This supposedly is a reprint of a book published in 1910, but there has been some obvious updating to the material.

I like to read books written a hundred years ago. They had a different style of writing, reflecting a different way of thinking and living. Like studying a foreign language, reading old books gives us a parallax view of what we assume to be natural, an opportunity to look at a familiar thing in a different way.

One of the reasons I think this is not the original version is that the sentence structure is modern. For another thing, there are some anachronisms. I don't believe Wallace Wattles wrote the following text in 1910:

At different periods the tide of opportunity moves in different directions, according to the needs of the whole and to the particular stage of social evolution which has been reached. At present, in America, it is moving toward decentralization and toward industries that can be decentralized. Today, more opportunity is open to the organic and herbal farmer than to the office worker. More opportunity is open to the businessman who works in the field of new energy forms and ecologically sound endeavors than to the executive on the corporate treadmill.

This is clearly not written in 1910, when there was no such thing as “organic” or “ecological”, and “corporate treadmill” was still decades into the future.

One of his core messages I really question:“The race as a whole is always abundantly rich.  If individuals are poor, it is because they do not follow a certain way of doing things which makes the individual man rich.”

In other words, the starving kids in Iraq or the Sudan are that way because they are thinking the wrong thoughts!?  And we rich Americans, who have heat, light, and running water at the flip of a switch have it because our thoughts are so much better than Those People Over There, who are living in hovels?  It’s a common aphorism in New Age circles, and I understand how comforting it can be to the affluent, but I always have to reserve judgment when I hear someone start like that.

Nevertheless, I do appreciate the power of our creative intelligence, it is what makes us human.  I have heard wise elders say that the Creative Intelligence is the role that humans play on this planet.  So, I can easily accept that we all could have much more than we do, if we use our intention and attention in a more purposeful manner.

I appreciate his obvious thoughtfulness on the subject – he is clearly speaking from personal experience.
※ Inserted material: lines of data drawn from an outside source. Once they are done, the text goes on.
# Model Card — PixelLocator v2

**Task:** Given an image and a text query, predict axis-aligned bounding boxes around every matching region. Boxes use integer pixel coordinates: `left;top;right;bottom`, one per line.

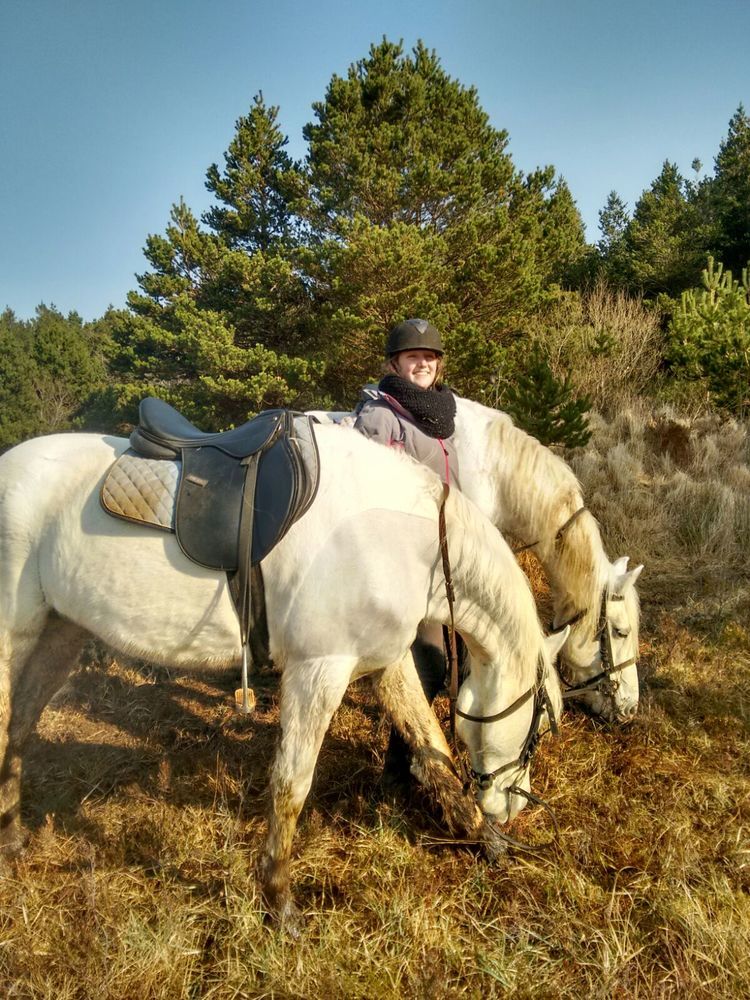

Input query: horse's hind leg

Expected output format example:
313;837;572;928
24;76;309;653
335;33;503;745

371;653;484;842
0;614;88;855
259;656;353;934
382;633;447;788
One way that I agree with him is to be creative in our dealings with others, and always try to make a win-win situation, rather than try to make the other person loose, and that the purpose of our willful intelligence is to make a better world for ourselves and our community.

Another point he makes, with which I agree completely, is the power of Gratitude.  We have to sit in some emotional level, and Gratitude is one of the highest.  Compassion is another favorite emotional state, but that is not as easy to get to as Gratitude.

This is a short, sweet little book.  Like me, you may not agree with everything in it, but I think it is always useful to try it out, and see what works in each case.  He clearly has something worthwhile to say.